Этот парадокс, который уже вставал apropos евреев в нацистской Германии (чем безжалостнее их уничтожали, тем кошмарнее черты приписывали тем, кто выжил), в наши дни применим к мусульманам в Боснии: чем больше их убивают и вытесняют, тем мощнее угроза «исламского фундаментализма» в глазах сербов. Наши отношения с этим травматически действительным ядром прибавочного удовольствия, который «раздражает нас» в Другом, обустроены в фантазиях (о всесилии Другого, об «их» странных половых обычаях и пр.). Именно в этом смысле война – это всегда еще и война фантазий.

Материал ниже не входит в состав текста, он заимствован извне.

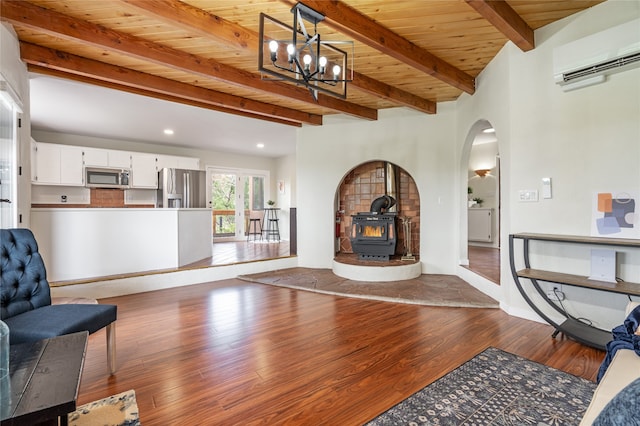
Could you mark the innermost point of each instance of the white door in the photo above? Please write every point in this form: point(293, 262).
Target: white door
point(8, 163)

Общественный фон «постмодерновой» войны точно обрисовал Этьен Балибар[170]: это двойное смещение современного расизма относительно «классического». Классический расизм действует как дополнение к национализму: это вторичное образование, возникающее на фоне утверждения национальной идентичности, и нацеливает оно свои «патологические» проявления, свой негатив, выворачивание наизнанку, обратную направленность на «внутреннюю» инакость, на чужеродное, угрожающее национальному изнутри. Ныне отношения словно бы сменились на обратные – или, по-гегельянски, отразились в себе самих: национализм сам по себе действует как разновидность или дополнение к расизму, как определитель границ «внутреннего» чужеродного. В этом смысле «нерасистский национализм» в наши дни формально невозможен, поскольку сам национализм, на уровне понятия, определяется как разновидность расизма («другой», в сравнении с которым мы утверждаем свою национальную идентичность, всегда угрожает нам «изнутри»). Левацкие сомнения в «неагрессивном», «хорошем» национализме – в возможности провести четкую грань между «хорошим» национализмом маленьких наций, которым угрожают, и «плохим» агрессивным национализмом – совершенно обоснованы.

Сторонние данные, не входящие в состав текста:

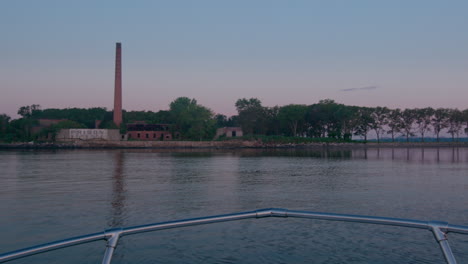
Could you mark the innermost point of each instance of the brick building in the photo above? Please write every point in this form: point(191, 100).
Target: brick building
point(142, 131)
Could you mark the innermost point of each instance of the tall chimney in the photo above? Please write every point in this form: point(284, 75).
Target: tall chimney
point(118, 85)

Внутри самого? поля расизма противовес этому смещению – в структурном изменении роли антисемитизма. В классическом расизме антисемитизм действует как исключение: в нацистском дискурсе, к примеру, отношение к евреям (которые unheimlich[171]-двойники самих немцев, и их как таковых необходимо уничтожить) резко отличается от отношения к другим «низшим» народам, которые нужно не уничтожать, а лишь подчинить – чтобы заняли «соответствующее место» в иерархии наций. Евреи – возмущающий элемент, подталкивающий другие низшие народы к непочтительности, и потому лишь уничтожением евреев другие народы займут положенное им место. Тут, впрочем, имеется одна специфическая инверсия: речь мы ведем об универсализированном антисемитизме, т. е. любая этническая «инакость» считается unheimliches-двойником, угрожающим нашему удовольствию; вкратце: «нормальный», не антисемитский расизм более невозможен. Универсализация метафоры Холокоста (apropos любой этнической чистки говорят, что она сравнима с нацистским Холокостом), хоть она и может показаться чрезмерной, следовательно, укоренена во внутренней логике универсализации антисемитизма.

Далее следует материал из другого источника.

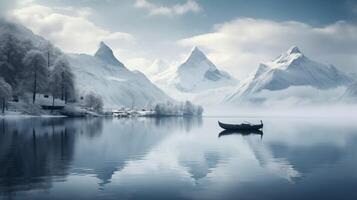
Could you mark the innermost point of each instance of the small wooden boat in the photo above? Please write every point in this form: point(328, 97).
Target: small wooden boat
point(243, 126)
point(241, 132)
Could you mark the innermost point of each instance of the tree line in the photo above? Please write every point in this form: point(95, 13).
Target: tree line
point(29, 69)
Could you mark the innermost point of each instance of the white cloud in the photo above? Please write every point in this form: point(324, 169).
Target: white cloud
point(177, 9)
point(68, 28)
point(240, 45)
point(72, 31)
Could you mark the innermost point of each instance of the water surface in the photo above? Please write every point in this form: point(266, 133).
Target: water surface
point(177, 158)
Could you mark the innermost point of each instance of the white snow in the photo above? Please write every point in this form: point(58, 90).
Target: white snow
point(195, 75)
point(117, 85)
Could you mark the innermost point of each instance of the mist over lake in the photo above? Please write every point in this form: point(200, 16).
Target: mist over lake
point(176, 158)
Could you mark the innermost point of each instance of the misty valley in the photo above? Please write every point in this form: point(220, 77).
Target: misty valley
point(179, 99)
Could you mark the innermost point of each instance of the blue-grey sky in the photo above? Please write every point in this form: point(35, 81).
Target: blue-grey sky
point(236, 34)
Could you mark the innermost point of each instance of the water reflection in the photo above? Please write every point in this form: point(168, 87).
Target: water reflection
point(161, 158)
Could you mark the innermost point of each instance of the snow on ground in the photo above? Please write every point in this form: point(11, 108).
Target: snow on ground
point(118, 86)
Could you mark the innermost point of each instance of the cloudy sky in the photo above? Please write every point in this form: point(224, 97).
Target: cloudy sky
point(235, 34)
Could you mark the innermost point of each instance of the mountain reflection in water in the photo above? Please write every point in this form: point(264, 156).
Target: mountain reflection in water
point(161, 158)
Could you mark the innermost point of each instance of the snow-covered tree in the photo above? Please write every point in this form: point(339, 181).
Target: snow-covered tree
point(5, 93)
point(36, 71)
point(64, 79)
point(93, 102)
point(12, 51)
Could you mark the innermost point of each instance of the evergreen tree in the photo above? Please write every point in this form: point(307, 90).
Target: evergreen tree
point(5, 93)
point(36, 71)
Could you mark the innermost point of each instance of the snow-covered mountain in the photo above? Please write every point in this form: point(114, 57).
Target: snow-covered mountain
point(105, 75)
point(198, 73)
point(157, 67)
point(351, 93)
point(195, 75)
point(291, 68)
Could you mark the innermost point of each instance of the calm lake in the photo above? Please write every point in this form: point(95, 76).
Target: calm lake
point(177, 158)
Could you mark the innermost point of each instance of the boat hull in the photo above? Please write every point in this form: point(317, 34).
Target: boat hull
point(240, 127)
point(240, 132)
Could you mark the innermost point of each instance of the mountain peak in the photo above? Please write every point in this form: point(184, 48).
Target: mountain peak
point(197, 54)
point(293, 50)
point(105, 53)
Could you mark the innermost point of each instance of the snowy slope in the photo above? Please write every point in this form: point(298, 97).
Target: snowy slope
point(195, 75)
point(351, 93)
point(105, 75)
point(157, 67)
point(292, 68)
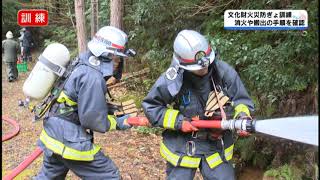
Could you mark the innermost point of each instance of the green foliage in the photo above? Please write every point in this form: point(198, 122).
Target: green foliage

Эта перестановка, эта перемена мест между родом и видом происходит от постепенного распада нации-государства qua главенствующих рамок отождествления с Этническим. В наши дни этим рамкам угрожают с обеих сторон – и транснациональные процессы интеграции, и возникновение новых местных, внутринациональных, этнических и протоэтнических форм отождествления, вплоть до «нации геев». В этом глобальном поле любая этническая разница eo ipso[172] воспринимается как «внутренняя» – и потому любой национализм уже есть разновидность расизма, а любой расизм уже устроен, как антисемитизм.